Overall, NGSA forecasts that U.S. production will grow by 7.4 Bcf/d this winter compared with last, getting as high as 85.5 Bcf/d by spring. Thanks to a number of pipeline capacity projects that are enabling production to ramp up–Rover Phase II, Atlantic Sunrise, Nexus, Xpress, etc.–Marcellus/Utica output is expected to jump by 3 Bcf/d. Soaring production will ably satisfy demand, likely resulting in flat pressure on prices compared with last winter.
The rapid increase in domestic production and the ongoing build-out of pipeline take-away capacity not only decrease the need to import supplies (net Canadian imports are projected to decline by 2 MMcf/d to 5.2 Bcf/d this winter), but also the need to withdraw as much gas from storage during the winter months. Domestic production is expected to satisfy some 80 percent of daily demand, with the remainder supplied primarily by storage withdrawals.

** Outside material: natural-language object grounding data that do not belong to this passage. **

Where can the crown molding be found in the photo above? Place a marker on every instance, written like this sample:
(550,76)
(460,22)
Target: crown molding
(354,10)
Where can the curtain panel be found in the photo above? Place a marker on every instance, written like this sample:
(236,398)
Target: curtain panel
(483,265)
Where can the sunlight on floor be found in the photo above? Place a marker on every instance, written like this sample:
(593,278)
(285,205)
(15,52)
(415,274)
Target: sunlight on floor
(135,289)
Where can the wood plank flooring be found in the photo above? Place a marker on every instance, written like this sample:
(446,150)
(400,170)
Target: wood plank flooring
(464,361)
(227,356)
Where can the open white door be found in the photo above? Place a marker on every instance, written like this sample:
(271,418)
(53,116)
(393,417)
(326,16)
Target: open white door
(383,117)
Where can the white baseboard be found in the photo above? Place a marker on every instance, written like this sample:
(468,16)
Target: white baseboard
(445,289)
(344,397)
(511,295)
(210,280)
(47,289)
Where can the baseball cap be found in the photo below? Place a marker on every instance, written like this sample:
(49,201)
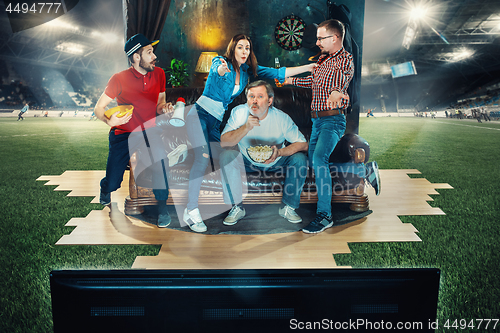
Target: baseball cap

Injection season ended with the lowest amount of gas in storage since 2005 (14 percent below the five-year average), and inventories are projected to end the winter heating season at 1.43 Tcf, or 200 Bcf lower than the five-year average. However, the combination of production growth and pipeline capacity additions increases deliverability and flexibility, effectively replacing part of the need for storage withdrawals to meet demand fluctuations. Historically, 16 percent of winter supply comes from storage, on average.
Looking at expectations for winter 2018-19, the important take-away is the strength and responsiveness of natural gas supply. When one takes into account the expectation for tremendous production, the industry is well-positioned to meet record demand.

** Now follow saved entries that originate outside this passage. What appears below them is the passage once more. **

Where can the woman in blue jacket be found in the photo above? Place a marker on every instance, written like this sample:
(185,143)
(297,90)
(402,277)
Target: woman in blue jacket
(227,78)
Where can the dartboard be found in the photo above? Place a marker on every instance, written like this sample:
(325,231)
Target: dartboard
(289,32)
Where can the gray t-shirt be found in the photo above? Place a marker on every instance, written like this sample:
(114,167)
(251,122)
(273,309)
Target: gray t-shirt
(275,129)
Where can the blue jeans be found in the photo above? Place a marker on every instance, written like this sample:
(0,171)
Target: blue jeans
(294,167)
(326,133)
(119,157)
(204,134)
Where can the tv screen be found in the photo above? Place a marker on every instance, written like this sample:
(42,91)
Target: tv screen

Editor’s Note: The preceding article is based largely on information presented in a report prepared for the Natural Gas Supply Association by Henan Xu and Michael Schaal at Energy Ventures Analysis. An overview of that report, and an executive summary of NGSA’s 18th annual “Winter Outlook for Natural Gas,” are available at www.ngsa.org.
DONALD “BLUE” JENKINS is executive vice president, commercial, business development, information technology and safety at EQT Corporation, and vice chairman, Natural Gas Supply Association. With more than 18 years of industry experience, he joined EQT in 2012 as senior vice president of trading and origination, overseeing commercial natural gas operations, commodity trading and asset optimization. Jenkins held various senior management positions on BP’s North American gas and power leadership team prior to joining EQT. He holds a B.S. in accounting from Brigham Young University and an M.B.A. from Northwestern University.